In [None]:
# Data Source: https://www.kaggle.com/worldbank/world-development-indicators
# Folder: 'world-development-indicators'

# Analysis of Healthcare Indicators of the most developed Countries

[Sauro Grandi – July 14, 2018]

The analysis of healthcare indicators of the most developed countries has been conducted on the dataset:
World Development Indicators Dataset (https://www.kaggle.com/worldbank/world-development-indicators)

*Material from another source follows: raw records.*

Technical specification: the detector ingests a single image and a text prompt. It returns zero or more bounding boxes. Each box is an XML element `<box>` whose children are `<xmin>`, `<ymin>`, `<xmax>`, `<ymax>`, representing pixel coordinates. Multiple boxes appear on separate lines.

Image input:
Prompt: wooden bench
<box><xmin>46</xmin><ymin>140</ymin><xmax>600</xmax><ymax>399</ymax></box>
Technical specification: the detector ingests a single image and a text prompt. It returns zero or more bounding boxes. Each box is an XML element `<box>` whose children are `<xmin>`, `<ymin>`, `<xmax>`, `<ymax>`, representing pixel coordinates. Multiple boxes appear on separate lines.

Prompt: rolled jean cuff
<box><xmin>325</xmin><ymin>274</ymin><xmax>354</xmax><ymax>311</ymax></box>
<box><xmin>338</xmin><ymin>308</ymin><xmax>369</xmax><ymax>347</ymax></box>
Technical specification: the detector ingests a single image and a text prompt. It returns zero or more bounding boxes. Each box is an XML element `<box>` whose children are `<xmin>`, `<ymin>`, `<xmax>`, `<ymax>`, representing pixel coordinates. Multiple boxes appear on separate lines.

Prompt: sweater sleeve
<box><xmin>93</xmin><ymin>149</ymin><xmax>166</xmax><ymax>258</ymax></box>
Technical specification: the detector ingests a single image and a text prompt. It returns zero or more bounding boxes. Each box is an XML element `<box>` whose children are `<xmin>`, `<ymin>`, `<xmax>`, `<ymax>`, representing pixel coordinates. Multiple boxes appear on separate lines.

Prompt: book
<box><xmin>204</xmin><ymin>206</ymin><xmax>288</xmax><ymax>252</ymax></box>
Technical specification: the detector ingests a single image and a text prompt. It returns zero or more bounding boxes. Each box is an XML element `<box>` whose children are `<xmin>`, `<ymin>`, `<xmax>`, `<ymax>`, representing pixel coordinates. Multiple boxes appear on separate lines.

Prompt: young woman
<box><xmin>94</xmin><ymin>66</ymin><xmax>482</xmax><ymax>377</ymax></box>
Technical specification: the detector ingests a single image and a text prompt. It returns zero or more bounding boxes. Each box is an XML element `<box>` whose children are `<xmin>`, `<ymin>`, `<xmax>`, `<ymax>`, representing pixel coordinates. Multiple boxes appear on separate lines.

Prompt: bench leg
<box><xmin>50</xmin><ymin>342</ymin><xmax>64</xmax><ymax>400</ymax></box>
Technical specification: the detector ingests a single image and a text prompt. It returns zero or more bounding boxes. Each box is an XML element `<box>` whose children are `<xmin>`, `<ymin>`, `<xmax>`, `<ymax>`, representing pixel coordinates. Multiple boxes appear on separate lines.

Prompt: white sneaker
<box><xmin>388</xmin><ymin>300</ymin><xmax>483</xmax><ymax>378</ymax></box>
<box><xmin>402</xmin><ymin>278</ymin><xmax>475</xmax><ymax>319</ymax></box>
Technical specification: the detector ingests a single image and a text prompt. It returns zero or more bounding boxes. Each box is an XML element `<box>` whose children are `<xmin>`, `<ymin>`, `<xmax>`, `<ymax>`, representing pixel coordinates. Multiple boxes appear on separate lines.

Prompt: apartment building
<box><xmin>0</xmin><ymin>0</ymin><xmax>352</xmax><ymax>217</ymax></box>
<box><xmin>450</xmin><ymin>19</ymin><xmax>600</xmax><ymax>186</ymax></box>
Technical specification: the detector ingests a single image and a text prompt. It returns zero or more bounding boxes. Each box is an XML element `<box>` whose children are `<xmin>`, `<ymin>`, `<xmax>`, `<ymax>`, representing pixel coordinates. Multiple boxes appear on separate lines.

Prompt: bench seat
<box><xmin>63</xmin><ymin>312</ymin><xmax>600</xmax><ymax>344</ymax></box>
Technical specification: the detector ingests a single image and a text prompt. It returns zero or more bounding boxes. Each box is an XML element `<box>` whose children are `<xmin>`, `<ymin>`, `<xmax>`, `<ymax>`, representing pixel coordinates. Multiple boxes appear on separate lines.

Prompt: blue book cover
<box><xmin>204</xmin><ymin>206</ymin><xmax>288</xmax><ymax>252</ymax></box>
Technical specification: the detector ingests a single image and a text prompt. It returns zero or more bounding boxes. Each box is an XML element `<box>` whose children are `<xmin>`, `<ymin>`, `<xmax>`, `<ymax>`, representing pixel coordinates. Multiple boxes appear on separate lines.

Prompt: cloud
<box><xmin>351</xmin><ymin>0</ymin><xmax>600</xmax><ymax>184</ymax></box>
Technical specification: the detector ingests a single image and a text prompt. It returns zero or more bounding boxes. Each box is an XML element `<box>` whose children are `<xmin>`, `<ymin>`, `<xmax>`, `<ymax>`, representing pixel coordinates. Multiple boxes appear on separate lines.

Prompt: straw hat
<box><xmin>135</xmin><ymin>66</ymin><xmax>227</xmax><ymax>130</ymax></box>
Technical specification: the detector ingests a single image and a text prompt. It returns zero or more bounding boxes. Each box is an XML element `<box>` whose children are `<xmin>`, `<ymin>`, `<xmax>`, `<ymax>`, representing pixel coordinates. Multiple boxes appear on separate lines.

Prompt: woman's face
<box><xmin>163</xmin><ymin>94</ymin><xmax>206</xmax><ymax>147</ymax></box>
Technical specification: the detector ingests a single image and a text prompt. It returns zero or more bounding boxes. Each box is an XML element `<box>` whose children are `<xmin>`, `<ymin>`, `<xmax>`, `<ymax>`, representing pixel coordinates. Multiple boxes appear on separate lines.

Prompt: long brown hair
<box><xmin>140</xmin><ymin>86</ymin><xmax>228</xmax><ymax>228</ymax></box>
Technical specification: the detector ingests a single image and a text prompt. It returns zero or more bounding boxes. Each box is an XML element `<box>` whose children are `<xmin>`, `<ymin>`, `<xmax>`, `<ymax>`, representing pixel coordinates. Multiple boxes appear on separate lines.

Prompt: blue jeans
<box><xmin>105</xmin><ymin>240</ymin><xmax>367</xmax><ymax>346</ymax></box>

For most of the countries, it contains many indicators on different topics, including healthcare, such as data related to annual expenses, age of the population over 65, number of hospital beds per 1000 people, etc.

## Motivation
This analysis wants to compare the most developed countries on indicators related to their Healthcare system. 
After identifying significant indicators of the healthcare status, the study wants to point out which country performs better than others, whether there are trends in the time frame analyzed and find out hidden correlation between the indicators.
This analysis is important to understand which healthcare systems are more efficient than others and gives the elements to identify ways of improving them.  

## Research Questions
This study considers the countries: France, Germany, Italy, UK, Japan, USA, Canada, Switzerland, Denmark, Netherlands, Belgium, Finland, Sweden, Norway, China, in a time interval from 2000 to 2010. The analysis wants to answer to the following questions:
- Which countries have the highest Health expenditure per capita? Is there a trend over the considered yeas?
- Which countries have more Hospital beds per 1000 people? Is there a trend over the considered yeas?
- Which countries have more physicians per 1000 people? Is there a trend over the considered yeas?
- Is there a correlation between “Health expenditure per capita” and “Hospital beds per 1000 people” ?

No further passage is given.